Analysis: (i) By proving the necessary and sufficient conditions, it is concluded that {xn} is a descending sequence if and only if c < 0；;

(ii) from (i), c≥0, from ① when c=0, ② when c > 0, 0 < c < 1, c≤ 1/4.

It is proved that xn+1> xn.lim n→∞ xn+1= lim n→∞ (-x2n+xn+c)? Lim n →∞ xn = C. When c > 1/4, the bright sequence {xn} is the contradiction of decreasing sequence. When 0 < c ≤ 1/4, the sequence {xn} is an increasing sequence.

Personally, I think the last question in Hunan is really a bit difficult. Let me explain.

20 12 Hunan

Analysis: (1) First determine a > 0, and then derive the derivative function to determine the monotonicity of the function.

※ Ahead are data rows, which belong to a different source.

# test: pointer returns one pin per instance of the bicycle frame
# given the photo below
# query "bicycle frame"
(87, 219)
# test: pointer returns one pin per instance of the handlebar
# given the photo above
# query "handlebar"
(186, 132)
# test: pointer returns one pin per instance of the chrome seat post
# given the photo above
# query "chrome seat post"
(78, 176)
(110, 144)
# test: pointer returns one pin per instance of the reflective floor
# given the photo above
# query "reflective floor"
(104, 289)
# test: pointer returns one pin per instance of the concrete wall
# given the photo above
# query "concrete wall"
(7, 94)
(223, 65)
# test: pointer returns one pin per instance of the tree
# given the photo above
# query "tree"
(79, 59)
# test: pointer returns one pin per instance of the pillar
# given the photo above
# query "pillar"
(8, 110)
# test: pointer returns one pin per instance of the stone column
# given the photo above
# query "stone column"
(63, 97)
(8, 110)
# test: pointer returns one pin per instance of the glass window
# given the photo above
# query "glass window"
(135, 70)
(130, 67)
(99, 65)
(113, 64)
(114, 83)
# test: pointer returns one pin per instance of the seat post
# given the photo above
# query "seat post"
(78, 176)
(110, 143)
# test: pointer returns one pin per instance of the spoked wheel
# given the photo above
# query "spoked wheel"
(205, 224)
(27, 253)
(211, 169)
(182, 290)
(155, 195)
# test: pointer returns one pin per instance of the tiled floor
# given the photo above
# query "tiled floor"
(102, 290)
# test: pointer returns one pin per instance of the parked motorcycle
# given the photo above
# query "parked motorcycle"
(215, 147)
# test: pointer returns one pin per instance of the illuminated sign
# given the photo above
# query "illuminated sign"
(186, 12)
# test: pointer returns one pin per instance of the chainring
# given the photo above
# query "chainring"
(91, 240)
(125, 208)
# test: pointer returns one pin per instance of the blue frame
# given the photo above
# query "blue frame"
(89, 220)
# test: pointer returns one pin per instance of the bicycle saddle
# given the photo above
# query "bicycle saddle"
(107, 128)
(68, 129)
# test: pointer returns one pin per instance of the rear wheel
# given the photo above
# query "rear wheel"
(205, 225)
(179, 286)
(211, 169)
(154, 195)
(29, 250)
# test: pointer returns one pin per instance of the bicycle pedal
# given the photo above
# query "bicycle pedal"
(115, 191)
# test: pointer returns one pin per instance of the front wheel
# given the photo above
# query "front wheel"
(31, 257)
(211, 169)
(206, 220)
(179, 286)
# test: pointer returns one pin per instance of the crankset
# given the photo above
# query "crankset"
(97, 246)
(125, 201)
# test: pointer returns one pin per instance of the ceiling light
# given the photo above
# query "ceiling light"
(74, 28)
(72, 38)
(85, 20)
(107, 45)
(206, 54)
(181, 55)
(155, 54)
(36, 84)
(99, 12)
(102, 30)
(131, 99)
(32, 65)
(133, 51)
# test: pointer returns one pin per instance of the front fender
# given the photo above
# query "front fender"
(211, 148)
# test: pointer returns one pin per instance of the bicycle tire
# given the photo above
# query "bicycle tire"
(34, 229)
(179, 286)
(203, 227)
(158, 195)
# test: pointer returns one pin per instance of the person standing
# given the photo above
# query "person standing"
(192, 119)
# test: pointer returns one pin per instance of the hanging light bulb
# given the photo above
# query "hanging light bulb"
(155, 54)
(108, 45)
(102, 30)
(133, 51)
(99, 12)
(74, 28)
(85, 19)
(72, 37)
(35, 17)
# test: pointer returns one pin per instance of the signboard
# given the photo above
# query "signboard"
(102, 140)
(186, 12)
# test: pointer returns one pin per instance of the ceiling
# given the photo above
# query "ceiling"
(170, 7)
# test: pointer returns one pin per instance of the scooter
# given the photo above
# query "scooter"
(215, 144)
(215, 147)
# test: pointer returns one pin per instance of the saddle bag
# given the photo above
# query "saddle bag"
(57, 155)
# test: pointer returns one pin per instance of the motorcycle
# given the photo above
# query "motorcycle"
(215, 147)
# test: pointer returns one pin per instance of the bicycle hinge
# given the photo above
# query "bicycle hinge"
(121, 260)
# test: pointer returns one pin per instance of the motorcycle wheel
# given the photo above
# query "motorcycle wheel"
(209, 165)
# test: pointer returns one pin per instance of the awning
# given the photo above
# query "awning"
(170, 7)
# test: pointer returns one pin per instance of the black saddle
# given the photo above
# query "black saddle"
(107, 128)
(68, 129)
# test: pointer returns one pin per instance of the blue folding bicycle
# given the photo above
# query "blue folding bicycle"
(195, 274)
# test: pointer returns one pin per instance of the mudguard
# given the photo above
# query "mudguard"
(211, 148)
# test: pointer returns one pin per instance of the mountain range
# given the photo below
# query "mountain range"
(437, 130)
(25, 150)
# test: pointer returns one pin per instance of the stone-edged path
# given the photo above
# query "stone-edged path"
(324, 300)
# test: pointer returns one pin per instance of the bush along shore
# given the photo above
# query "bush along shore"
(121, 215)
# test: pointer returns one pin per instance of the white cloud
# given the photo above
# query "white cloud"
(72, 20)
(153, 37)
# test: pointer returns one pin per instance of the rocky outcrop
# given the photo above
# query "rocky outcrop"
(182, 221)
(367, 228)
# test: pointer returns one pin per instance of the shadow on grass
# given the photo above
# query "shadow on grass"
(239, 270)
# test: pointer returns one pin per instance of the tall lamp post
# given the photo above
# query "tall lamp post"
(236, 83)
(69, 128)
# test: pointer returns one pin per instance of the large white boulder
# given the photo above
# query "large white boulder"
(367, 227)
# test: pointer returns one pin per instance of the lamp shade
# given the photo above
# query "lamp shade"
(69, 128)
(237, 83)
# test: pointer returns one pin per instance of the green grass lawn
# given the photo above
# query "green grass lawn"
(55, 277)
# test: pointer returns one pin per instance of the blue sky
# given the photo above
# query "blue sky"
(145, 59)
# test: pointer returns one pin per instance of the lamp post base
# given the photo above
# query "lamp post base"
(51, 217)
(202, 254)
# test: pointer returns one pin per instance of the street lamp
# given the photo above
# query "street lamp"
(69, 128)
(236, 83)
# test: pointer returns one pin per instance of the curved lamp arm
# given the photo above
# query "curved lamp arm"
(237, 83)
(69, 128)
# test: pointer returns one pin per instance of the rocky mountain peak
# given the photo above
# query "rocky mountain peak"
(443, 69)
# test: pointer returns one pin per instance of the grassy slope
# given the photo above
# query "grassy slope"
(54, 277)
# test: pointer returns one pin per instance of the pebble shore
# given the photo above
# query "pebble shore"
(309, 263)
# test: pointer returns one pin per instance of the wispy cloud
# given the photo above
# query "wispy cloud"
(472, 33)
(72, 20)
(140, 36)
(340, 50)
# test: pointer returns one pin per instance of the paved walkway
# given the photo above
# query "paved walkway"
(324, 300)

When x= 1a ln 1 a, the minimum value of f(x) is f (1aln1a) =1a-.

Construct a new function g(t)=t-tlnt, then G ′ (t) =-lnt, determine the monotonicity of the function, find the maximum value of the function, and then get the value set of A;

(2) According to the meaning of the question, k = eax2-eax1x2-x1,and construct a new function φ (x) = f' (x)-k = aeax-eax2-eax1.

x2-x 1，

Then φ (x1) =-eax1x 2-x1[ea (x2-x1)-a (x2-x1)-1], φ (. The function F(t)=et-t- 1 can be constructed to prove that φ (x 1) < 0 and φ (x2) > 0, and then the existence of x0∈(x 1, x2) can be obtained, so that f ′ (x0) >.

Note that the two letters after the letter are both squares.